Connect offices effortlessly with an efficient management system that simplifies configuration and administration, such as Kerio Control’s DHCP server which automatically assigns network parameters to devices connected to the network – simplifying management of distributed networks. Plus, our central security system aids troubleshooting by offering one convenient place where logs, settings, etc can all be managed from.
Reduce downtime risks with high availability and failover protection that ensures network connections remain up and running at all times. Take advantage of advanced traffic analysis capabilities like deep packet inspection, dynamic routing and multi-path load balancing to optimize network performance for maximum success.
Traffic shaping allows you to prioritize important network services like email and VoIP. By creating inbound and outbound policies for both inbound and outbound communications, such as application, traffic type, content category or time of day limits can be set. Web and content application filtering features provide protection from websites known for hosting malware, phishing pages, inappropriate adult material or any unwanted Internet content.
Kerio VPN tunneling enables easy connections from mobile devices or you can utilize open source IPsec/L2TP clients preloaded onto many desktop operating systems for maximum network security.
Kerio Connect provides instant, secure communications at a fraction of the cost and complexity associated with enterprise solutions, supporting multiple clients, browsers and devices, with enterprise class security features tailored specifically to your business needs.
VPN
Kerio Control provides SMB organizations with next-generation firewall capabilities — such as network, intrusion detection and prevention, gateway anti-virus protection, content filtering, and content filtering — for comprehensive protection. This product offers multiple deployment options — software only or virtual and physical appliances — while connecting offices across VPN tunnels makes for simple site-to-site connectivity for remote users.
Kerio Control provides small networks with effective UTM protection, adding extra features and improved management tools with its latest version. You can turn any old PC into a security appliance – 32- and 64-bit Windows systems alike are supported, with minimum hardware requirements such as 2.4GHz Celeron processor and 1GB memory sufficient to run its basic version of software.
NG500 hardware appliance is an outstanding performer that can efficiently balance multiple Internet links while managing load balancing and bandwidth management. Featuring an integrated web browser that displays system information, automatic configuration backup, status monitoring/notification functions as well as MyKerio (free web portal), administrators can remotely configure multiple hardware appliances using MyKerio portal.
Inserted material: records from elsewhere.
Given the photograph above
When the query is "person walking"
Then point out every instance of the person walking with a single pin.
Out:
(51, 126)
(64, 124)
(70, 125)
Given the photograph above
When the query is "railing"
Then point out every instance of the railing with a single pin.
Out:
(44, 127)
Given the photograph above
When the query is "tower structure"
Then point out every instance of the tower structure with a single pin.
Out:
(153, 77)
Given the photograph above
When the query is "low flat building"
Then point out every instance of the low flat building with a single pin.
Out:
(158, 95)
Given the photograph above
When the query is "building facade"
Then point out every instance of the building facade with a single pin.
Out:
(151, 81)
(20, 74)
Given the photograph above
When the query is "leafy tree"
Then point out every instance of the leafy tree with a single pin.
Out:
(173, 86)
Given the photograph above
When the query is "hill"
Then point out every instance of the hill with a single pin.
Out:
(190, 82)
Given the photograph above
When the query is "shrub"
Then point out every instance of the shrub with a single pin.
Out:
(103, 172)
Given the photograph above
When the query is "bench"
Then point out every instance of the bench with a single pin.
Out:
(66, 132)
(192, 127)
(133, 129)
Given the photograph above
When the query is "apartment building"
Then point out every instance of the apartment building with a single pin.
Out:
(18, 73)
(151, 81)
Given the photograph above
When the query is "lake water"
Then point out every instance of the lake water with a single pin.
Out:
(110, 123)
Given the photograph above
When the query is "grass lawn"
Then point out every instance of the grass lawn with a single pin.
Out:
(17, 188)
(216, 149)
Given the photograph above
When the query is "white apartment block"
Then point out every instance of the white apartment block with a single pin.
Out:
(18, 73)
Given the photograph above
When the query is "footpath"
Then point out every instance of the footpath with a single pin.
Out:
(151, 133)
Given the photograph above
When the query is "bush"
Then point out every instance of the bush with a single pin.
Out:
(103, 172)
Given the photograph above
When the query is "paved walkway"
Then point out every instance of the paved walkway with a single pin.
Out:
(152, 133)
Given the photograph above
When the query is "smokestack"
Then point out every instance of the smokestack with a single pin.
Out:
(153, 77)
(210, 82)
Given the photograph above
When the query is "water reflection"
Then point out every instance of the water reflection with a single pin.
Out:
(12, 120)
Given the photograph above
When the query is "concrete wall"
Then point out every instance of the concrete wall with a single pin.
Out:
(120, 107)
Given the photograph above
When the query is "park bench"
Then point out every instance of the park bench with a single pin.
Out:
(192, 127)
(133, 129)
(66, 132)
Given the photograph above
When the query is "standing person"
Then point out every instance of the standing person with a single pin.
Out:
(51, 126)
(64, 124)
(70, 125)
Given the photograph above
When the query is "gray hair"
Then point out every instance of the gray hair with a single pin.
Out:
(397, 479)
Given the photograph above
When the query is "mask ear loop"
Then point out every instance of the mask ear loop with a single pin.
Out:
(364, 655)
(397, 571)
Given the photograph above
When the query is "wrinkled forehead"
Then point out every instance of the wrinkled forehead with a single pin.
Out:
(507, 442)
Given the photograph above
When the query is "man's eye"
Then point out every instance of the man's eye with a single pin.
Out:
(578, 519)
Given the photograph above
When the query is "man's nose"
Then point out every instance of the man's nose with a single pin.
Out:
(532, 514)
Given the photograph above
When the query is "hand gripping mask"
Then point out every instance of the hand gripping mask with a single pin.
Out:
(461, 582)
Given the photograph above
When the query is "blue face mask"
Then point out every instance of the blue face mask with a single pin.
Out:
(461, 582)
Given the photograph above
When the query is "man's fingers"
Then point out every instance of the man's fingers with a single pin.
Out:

Traffic rules allow administrators to manage inbound and outbound communications by application, URL, type of traffic and more. An intrusion prevention system using Snort detects suspicious activity that it logs, blocks or notifies depending on its severity; antivirus/content filters use Sophos signatures which update automatically on a configurable schedule; filtering rules provide fine-grained controls over file formats, IP address groups, LDAP group membership memberships and keywords to block access to undesirable material.
UTM firewalls protect users against viruses, worms, Trojans and spyware by scanning files for malware as well as inbound and outbound network communications and system registry entries. Sophos anti-malware engines use gateway anti-virus to detect and block all kinds of malicious code ranging from viruses to rootkits; additionally the NG500 allows administrators to create secure high-performance server-to-server connections across sites running the software as well as supporting industry standard VPN protocols that connect branch offices that don’t use Kerio as well.